Hacker News new | ask | show | jobs
by sillysaurusx 979 days ago
I’ll match your opinion with an opinion of my own: it’s far more likely that an agi will be aligned by default than not. It’s trained on human data. You’re making it sound like it’s going to pop into existence after having evolved on another planet, which is pure fiction.

Plenty of human cultures feel alien to each other. The recent war is one unfortunate example. Yet on the whole, it works out.

Something trained on the totality of human knowledge will act like a human. And if it somehow doesn’t, it won’t be tolerated. (I’d personally tolerate it, but it’s obvious that the world won’t stand for that.)

1 comments

> Plenty of human cultures feel alien to each other. The recent war is one unfortunate example. Yet on the whole, it works out.

I contest that. What war you have in mind here? Russian invasion of Ukraine? The two people are about as aligned as you could possibly get - they're neighboring societies with so much shared history that they're approximately the same people. They've even shared a common language until recently. This is not a war between people alien to each other - this is a war between nation states.

Note: I'm explicitly excluding political views and national/cultural identity from alignment, because those are transient, and/or group-level phenomena. By human-to-human alignment, I'm talking about empathy, about sense of right and wrong, conscience, patterns of thinking, all the qualities that let us understand each other and emphasize with each other (if we care to try). Concepts like fear, love, fairness; contexts in which they're triggered. The basics. Those are all robust, hardwired in biology or by the intersection of our biology, shared environment and game theory.

The way I would rank it, if 25 = alignment coordinate of an average American, then average Ukrainian and average Russian would all be within 25 +/- 0.05. Maybe an average Sentinelese would be +/- 0.5 of that. Whereas I'd expect an AI we create now to land anywhere between -20 and +40, on the scale of -100 to 100. I'm pulling the numbers out of my butt, they're just to communicate the relative magnitudes across.

> Something trained on the totality of human knowledge will act like a human.

Maybe, but that would have to include much more than the limited modalities we're feeding AI models now.

> And if it somehow doesn’t, it won’t be tolerated. (I’d personally tolerate it, but it’s obvious that the world won’t stand for that.)

Sure, but the issue here is to figure out how to make an aligned AI before we make an AI that's powerful enough to challenge us.

People seem to focus on the AI we have now in these threads, which I guess is a whole lot easier than the speculative alignment guessing on something that could end up being a whole lot smarter than you, and be able to input far more types of information than you ever will.

Personally I don't see anyway to make something that is super human and aligned outside of its own choice. How to make something that is both beyond us, and have it come to the conclusion not to extinct us will be interesting enough as your example above shows we are real jerks to each other already.

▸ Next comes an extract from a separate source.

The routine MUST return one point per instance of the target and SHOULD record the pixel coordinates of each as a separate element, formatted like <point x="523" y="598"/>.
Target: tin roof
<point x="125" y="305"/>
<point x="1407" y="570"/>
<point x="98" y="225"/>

That's what "alignment" used to mean until about a year ago; the term has since been hijacked to extend to making LLMs polite and obedient. This leads to confusion and people asking "what's the big deal with the 'alignment' thing?". The big deal is with "avoiding getting casually extincted by a powerful enough AI" kind of alignment. The "reliably preventing LLMs from saying undesired things" is much lesser issue (though probably a small part of the big problem).